Earlier in August, Chamblee officials took other elected officials from outside the city to see how all of that planning has shaped and transformed Chamblee into what it is today during a tour of various housing options, redevelopment sites, and downtown businesses as the city celebrated its 115th birthday.
During the tour, “local leaders from Chamblee and the Georgia Planning Association (GPA) showcased how the city has seen economic growth and an increase in housing supply over the past two decades because of investing in planning efforts that embrace land use reforms,” stated officials.
Those in attendance included state leaders included Rep. Karen Lupton (D-83), Rep. Teri Anulewicz (D-42), Rep. Victor Anderson (R-10), Sen.
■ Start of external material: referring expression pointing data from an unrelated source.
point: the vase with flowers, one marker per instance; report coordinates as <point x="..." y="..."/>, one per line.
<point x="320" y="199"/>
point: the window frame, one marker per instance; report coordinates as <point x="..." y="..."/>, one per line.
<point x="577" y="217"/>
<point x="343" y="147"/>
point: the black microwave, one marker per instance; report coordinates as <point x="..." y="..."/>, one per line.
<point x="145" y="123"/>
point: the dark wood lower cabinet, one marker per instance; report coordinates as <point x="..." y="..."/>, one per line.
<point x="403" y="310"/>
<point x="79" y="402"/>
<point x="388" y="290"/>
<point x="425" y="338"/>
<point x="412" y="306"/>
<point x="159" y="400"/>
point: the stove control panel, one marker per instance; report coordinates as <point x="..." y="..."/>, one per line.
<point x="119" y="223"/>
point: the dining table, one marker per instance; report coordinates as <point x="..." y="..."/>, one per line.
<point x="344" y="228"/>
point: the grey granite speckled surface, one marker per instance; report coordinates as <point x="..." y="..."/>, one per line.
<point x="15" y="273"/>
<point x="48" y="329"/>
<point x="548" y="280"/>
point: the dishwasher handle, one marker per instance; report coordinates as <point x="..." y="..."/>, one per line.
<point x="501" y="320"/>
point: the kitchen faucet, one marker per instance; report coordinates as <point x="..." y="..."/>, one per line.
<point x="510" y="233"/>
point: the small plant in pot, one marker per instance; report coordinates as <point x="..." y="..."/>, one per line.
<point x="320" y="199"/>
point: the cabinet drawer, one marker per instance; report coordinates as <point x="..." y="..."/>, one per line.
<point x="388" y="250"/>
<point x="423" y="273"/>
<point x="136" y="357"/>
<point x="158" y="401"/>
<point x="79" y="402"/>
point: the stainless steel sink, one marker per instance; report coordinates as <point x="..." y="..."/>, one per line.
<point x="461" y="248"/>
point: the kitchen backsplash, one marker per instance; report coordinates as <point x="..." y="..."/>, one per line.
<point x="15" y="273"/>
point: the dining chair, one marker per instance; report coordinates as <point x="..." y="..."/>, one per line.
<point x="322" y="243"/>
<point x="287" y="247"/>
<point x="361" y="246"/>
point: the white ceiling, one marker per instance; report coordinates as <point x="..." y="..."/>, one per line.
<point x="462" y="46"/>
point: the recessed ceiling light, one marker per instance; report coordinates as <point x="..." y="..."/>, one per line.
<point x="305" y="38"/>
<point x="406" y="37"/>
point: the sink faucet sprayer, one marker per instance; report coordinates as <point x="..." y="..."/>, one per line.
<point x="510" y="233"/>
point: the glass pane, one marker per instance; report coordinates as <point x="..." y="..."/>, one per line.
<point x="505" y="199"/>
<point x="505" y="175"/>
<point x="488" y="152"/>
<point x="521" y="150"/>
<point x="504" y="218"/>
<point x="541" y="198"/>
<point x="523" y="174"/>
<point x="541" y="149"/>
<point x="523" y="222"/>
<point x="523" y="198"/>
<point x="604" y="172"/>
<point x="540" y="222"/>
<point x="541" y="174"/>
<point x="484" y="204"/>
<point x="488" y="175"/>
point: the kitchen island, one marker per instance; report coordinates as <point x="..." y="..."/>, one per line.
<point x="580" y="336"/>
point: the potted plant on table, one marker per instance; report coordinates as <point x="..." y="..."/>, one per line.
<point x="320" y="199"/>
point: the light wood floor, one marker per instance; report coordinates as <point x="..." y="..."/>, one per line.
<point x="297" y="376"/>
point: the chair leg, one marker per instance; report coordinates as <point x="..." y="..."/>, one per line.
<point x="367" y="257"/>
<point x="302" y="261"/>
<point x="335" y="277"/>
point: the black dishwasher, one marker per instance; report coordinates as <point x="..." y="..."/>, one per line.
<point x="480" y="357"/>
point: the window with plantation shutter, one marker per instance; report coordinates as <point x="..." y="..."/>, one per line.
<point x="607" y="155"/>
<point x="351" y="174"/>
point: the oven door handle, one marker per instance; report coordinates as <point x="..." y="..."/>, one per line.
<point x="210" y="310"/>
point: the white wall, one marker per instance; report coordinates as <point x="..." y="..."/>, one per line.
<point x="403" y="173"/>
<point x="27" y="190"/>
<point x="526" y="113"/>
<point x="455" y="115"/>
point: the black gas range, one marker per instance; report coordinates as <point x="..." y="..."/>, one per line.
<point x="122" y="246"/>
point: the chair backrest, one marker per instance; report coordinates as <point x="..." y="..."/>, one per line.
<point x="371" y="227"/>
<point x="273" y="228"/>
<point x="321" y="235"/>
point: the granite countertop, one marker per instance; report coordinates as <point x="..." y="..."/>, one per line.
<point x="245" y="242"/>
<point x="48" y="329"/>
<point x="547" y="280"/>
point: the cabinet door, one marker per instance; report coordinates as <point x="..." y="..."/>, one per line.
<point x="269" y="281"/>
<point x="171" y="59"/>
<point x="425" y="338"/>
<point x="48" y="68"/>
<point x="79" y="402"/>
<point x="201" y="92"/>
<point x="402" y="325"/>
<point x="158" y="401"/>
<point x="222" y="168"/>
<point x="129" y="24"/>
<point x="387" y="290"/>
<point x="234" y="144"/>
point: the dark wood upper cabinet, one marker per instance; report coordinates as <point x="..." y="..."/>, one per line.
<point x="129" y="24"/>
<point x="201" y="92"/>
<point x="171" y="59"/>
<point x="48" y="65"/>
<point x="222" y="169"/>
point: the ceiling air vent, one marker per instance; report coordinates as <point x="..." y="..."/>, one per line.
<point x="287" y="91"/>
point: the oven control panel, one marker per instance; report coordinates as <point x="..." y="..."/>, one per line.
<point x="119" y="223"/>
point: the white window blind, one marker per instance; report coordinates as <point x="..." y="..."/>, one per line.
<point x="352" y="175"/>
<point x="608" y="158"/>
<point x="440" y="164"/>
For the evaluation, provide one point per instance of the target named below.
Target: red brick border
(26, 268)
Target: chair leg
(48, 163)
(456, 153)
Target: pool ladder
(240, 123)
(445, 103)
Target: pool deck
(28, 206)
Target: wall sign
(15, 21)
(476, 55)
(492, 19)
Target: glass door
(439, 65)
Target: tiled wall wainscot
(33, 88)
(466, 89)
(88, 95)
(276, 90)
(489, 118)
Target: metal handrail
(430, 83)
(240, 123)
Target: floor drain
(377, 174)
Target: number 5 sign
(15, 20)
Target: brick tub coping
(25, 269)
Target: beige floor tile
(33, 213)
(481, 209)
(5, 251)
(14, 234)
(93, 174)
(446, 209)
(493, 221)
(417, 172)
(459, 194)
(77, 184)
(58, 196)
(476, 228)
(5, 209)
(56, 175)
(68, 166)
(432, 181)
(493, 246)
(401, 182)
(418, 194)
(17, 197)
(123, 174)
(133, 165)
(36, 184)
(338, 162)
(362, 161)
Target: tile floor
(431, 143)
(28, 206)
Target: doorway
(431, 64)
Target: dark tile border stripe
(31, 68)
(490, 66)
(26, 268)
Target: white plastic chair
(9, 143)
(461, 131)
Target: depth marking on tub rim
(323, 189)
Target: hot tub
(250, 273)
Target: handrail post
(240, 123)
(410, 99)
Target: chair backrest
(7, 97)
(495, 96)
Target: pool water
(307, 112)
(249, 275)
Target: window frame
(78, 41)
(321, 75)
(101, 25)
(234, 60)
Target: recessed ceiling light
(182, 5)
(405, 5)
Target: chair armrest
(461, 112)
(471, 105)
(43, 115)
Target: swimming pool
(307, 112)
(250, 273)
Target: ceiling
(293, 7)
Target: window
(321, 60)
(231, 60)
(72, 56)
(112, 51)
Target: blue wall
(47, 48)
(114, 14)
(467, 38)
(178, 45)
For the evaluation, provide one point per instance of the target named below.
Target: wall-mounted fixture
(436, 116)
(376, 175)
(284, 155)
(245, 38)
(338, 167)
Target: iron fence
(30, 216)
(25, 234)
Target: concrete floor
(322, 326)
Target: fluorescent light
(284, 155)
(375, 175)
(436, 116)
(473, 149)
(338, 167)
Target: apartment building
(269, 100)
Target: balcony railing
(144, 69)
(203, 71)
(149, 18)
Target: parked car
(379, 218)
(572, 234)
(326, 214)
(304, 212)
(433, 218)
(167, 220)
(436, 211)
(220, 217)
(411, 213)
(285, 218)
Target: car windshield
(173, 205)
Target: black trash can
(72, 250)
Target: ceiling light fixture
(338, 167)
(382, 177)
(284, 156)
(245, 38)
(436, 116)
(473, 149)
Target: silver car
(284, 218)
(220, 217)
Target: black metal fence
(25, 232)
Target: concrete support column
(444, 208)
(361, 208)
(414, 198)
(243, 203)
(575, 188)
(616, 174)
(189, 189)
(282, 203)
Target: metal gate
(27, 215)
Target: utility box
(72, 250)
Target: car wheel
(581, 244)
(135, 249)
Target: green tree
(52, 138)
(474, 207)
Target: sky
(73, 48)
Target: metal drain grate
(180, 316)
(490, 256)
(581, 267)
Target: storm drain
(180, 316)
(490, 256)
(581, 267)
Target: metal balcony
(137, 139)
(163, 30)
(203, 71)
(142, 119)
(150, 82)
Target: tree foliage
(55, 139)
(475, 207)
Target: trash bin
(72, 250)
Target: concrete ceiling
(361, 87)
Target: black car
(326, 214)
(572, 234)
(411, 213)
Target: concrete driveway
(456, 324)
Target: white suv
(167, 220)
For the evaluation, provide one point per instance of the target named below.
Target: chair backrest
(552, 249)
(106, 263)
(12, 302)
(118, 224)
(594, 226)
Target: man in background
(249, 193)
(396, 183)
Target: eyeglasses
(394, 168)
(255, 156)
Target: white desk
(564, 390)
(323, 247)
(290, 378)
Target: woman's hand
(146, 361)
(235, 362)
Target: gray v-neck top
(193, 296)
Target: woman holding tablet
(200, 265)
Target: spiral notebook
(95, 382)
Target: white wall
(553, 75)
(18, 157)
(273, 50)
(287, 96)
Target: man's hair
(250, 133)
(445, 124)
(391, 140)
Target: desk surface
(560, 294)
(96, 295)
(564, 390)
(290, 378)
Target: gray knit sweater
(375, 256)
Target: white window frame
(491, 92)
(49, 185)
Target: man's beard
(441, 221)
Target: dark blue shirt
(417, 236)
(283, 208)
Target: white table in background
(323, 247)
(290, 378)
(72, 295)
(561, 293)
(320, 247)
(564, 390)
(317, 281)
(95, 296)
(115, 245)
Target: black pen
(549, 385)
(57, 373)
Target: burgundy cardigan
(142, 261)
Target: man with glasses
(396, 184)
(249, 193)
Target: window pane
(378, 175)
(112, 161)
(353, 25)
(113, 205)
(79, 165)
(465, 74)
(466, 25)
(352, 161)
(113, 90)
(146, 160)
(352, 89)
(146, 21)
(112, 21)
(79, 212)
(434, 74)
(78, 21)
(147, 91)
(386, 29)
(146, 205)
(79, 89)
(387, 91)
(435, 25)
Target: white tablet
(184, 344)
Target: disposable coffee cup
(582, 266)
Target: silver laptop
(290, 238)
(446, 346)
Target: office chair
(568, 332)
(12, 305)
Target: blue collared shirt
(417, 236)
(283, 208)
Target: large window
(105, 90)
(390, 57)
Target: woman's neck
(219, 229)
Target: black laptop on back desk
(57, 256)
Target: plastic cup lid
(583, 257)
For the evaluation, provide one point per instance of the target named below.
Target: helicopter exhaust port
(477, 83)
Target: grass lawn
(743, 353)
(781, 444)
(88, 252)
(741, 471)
Sonya Halpern (D-39), Sen. Jason Esteves (D-06) and Deputy Commissioner for Housing Assistance and Development Philip Gilman, Georgia Department of Community Affairs.
Attendees were given an overview of Chamblee’s planning timeline of updates on the city’s comprehensive plan and the 2001 Livable Centers Initiative (LCI) Plan, which focused on capitalizing off the region’s growth to create a dense, mixed-use, walkable environment to spur investment in Chamblee, near the Chamblee MARTA train station, stated officials. Attendees were then guided to the rooftop of Chamblee’s City Hall for an aerial view of The Lumen, a mixed-use development currently under construction, and for remarks from J.R. Connolly, a local housing developer. State leaders were also transported by van to view the impact of Chamblee’s plans at sites including The Oliver, SLX, Attiva Malone, and development near Chamblee’s Rail Trail in Keswick Park. The event concluded with a panel discussion on economic development at Hopstix, an Asian Brewpub.
“Chamblee is a great example of being 10 to 15 years ahead of many of the communities across the state,” said Whitney Shephard, president of the GPA.
Shephard pointed to planners – and their ongoing partnership with elected officials – as the reason for that success by “adopting a very forward-thinking comprehensive plan, continuing to update those plans (and) then carrying that forward through zoning ordinances and other development regulations to achieve the vision for the community that Chamblee’s residents and businesses want to live in.”
Chamblee’s Mayor Brian Mock expressed his pride with “state leaders coming to see Chamblee as a model city to emulate.”